Analysts say the public handshake was an important symbol, given the fact that Paisley had for decades resisted any role for the Irish government in the affairs of Northern Ireland. In 1985, he accused then British Prime Minister Margaret Thatcher of treason after she signed the Anglo-Irish Accord giving Ireland a consultative function in Northern Ireland. He met Ahern for the first time in 1999.
Following this week's meeting, Paisley sounded a conciliatory note.
"Some say hedges make the best neighbors - but that is not the case," he said. "I don't believe we should plant a hedge between our two countries."
Paisley met Ahern for informal talks tied to the upcoming power-sharing agreement with Sinn Fein and other smaller Catholic and Protestant parties. On May 8, the 108-member Northern Ireland Assembly will name a cabinet of 12 ministers to govern Northern Ireland. The first minister will be Ian Paisley - his deputy will be Sinn Fein's Martin McGuinness, close friend of Gerry Adams.
This will officially bring about what is known as "devolution" - transferring executive power in Northern Ireland from London to local officials in the British province. Northern Ireland has been under direct London rule since 2002 after a previous power-sharing agreement collapsed. The 1998 Good Friday Agreement set up local governing institutions for Northern Ireland.
Analysts say people in Northern Ireland are cautiously optimistic about the success of the power-sharing accord.
Noel Doran is editor of Belfast's Irish News - a newspaper reflecting the views of the predominantly Catholic, nationalist community that favors union with Ireland. He says his readers are not going to get overly excited by one single development.
"We've had the IRA ceasefire of 1994 followed by loyalist ceasefires; we've had negotiations between republicans and the British governments; we've had the Good Friday Agreement; we've had the introduction of devolution; we've had the collapse of devolution on a number of occasions and now we see it back again - there is a certain amount of weariness with all the constant upheaval in political circles," he said.
Those views are echoed across the sectarian divide. Darwin Templeton is editor of the Belfast Newsletter, a daily with close ties to the pro-British, protestant community. He says for some, memories are hard to forget - especially for those who have been victims of the more than three decades of sectarian strife known as "The Troubles."

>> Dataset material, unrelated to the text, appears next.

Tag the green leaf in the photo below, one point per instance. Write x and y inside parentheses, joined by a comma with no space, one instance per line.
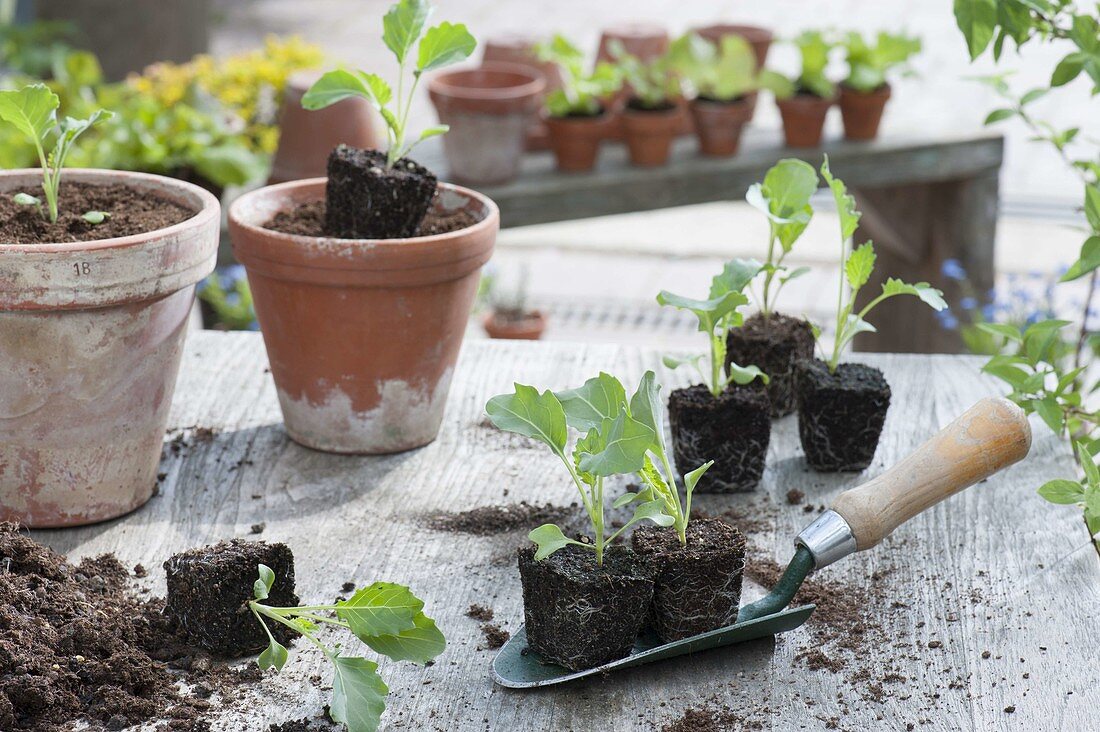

"We had an interview this morning with a former police officer who had been very badly injured in a terrorist attack during 'The Troubles,'" he said. "And he said that he felt that he had served his country, that he had answered his country's call to arms to defend his country against what he saw as terrorist aggression. He had been maimed as result of that - and he said that now he simply could not accept that the people, who were at the very least apologists for the terrorists who attacked him, were now preparing for government. He said I'm sorry, I can see all the arguments - but I just can't accept this."
The police officer quoted by Templeton was referring to - among others - Gerry Adams, president of Sinn Fein. He is believed to have held senior positions in the Irish Republican Army - allegations which he has denied.
More than 3,700 people have been killed in Northern Ireland's sectarian violence. Analysts say with the upcoming power-sharing agreement, Catholic and Protestant politicians will have a chance to shape Northern Ireland's future peacefully, as the threat of violence recedes even more.